[R-sig-Geo] Isolating only land areas on a global map for computing averages

Tom Philippi teph|||pp| @end|ng |rom gm@||@com
Thu Nov 7 06:44:17 CET 2019


The easiest approach would be to create a separate aligned raster layer for
land vs water.  There are plenty of coastline polygons available out there
(e.g., maptools, rworldmap, rnaturalearth packages): choose one in your
raster CRS (or choose one and spTransform() it).  Then, use a grid version
of your raster to extract values from that land/water SpatialPolygons
object.

1: Your idea of extracting the land/water value at each grid cell centroid
gives one estimate.  Instead of TRUE/FALSE, think of the numeric
equivalents 1,0,  then using those as weights for averaging across your
grid cells.
2: A "better" estimate would be to compute the fraction of each grid cell
that is land, then use those fractional [0, 1] values as weights to compute
a weighted average of precipitation over land.  At 2.8deg grid cells, a lot
of heavy rainfall coastal areas would have the grid cell centroid offshore
and be omitted by approach #1.
3: I recommend that you think hard about averaging across cells in Lat Lon
to estimate average precipitation over land.  The actual area of a ~2.8 by
2.8 deg grid cell at the equator is much larger than the same at 70 deg N.
I would spend the extra hour computing the actual area (in km^2) of land in
each of your 8192 grid cells, then using those in a raster as weights for
whatever calculations you do on the raster stack.  [Or you can cheat, as
the area of a grid cell in degrees is a function of only the latitudes, and
your required weights are multiplicative.]

Your mileage may vary...

Tom

On Wed, Nov 6, 2019 at 6:18 PM rain1290--- via R-sig-Geo <
r-sig-geo using r-project.org> wrote:

> Hi there,
> I am interested in calculating precipitation medians globally.
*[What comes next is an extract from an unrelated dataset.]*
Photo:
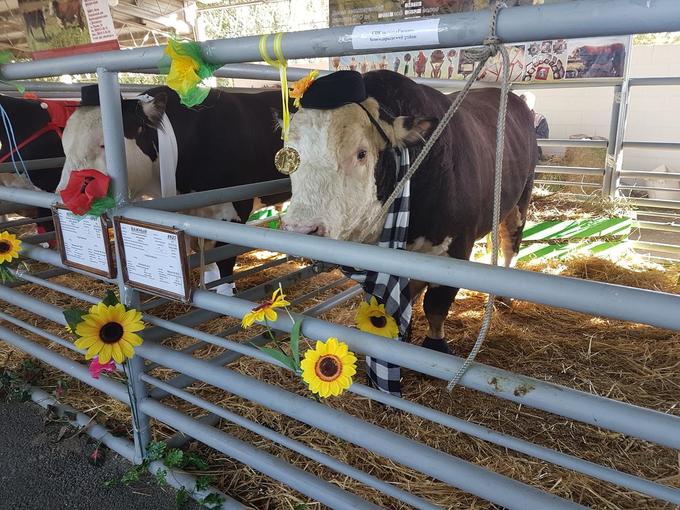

However, I
> only want to isolate land areas to compute the median. I already first
> created a raster stack, called "RCP1pctCO2median", which contains the
> median values. There are 138 layers, with each layer representing one
> year.  This raster stack has the following attributes:
> class       : RasterStack
> dimensions  : 64, 128, 8192, 138  (nrow, ncol, ncell, nlayers)
> resolution  : 2.8125, 2.789327  (x, y)
> extent      : -181.4062, 178.5938, -89.25846, 89.25846  (xmin, xmax, ymin,
> ymax)
> coord. ref. : +proj=longlat +datum=WGS84 +ellps=WGS84 +towgs84=0,0,0
> names       :    layer.1,    layer.2,    layer.3,    layer.4,
> layer.5,    layer.6,    layer.7,    layer.8,    layer.9,   layer.10,
> layer.11,   layer.12,   layer.13,   layer.14,   layer.15, ...
> min values  : 0.42964514, 0.43375653, 0.51749371, 0.50838983, 0.45366730,
> 0.53099146, 0.49757186, 0.45697752, 0.41382199, 0.46082401, 0.45516687,
> 0.51857087, 0.41005131, 0.45956529, 0.47497867, ...
> max values  :   96.30350,  104.08584,   88.92751,   97.49373,
> 89.57201,   90.58570,   86.67651,   88.33519,   96.94720,  101.58247,
> 96.07792,   93.21948,   99.59785,   94.26218,   90.62138, ...
>
> Previously, I was isolating a specific region by specifying a range of
> longitudes and latitudes to obtain the medians for that region, like this:
> expansion1<-expand.grid(103:120, 3:15)lonlataaa<-extract(RCP1pctCO2Median,
> expansion1)Columnaaa<-colMeans(lonlataaa)
>
> However, with this approach, too much water can mix with land areas, and
> if I narrow the latitude/longitude range on land, I might miss too much
> land to compute the median meaningfully.
> Therefore, with this data, would it be possible to use an IF/ELSE
> statement to tell R that if the "center point" of each grid cell happens to
> fall on land, then it would be considered as land (i.e. that would be TRUE
> - if not, then FALSE)? Even if a grid cell happens to have water mixed with
> land, but the center point of the grid is on land, that would be considered
> land. But can R even tell what is land or water in this case?
> Thank you, and I would greatly appreciate any assistance!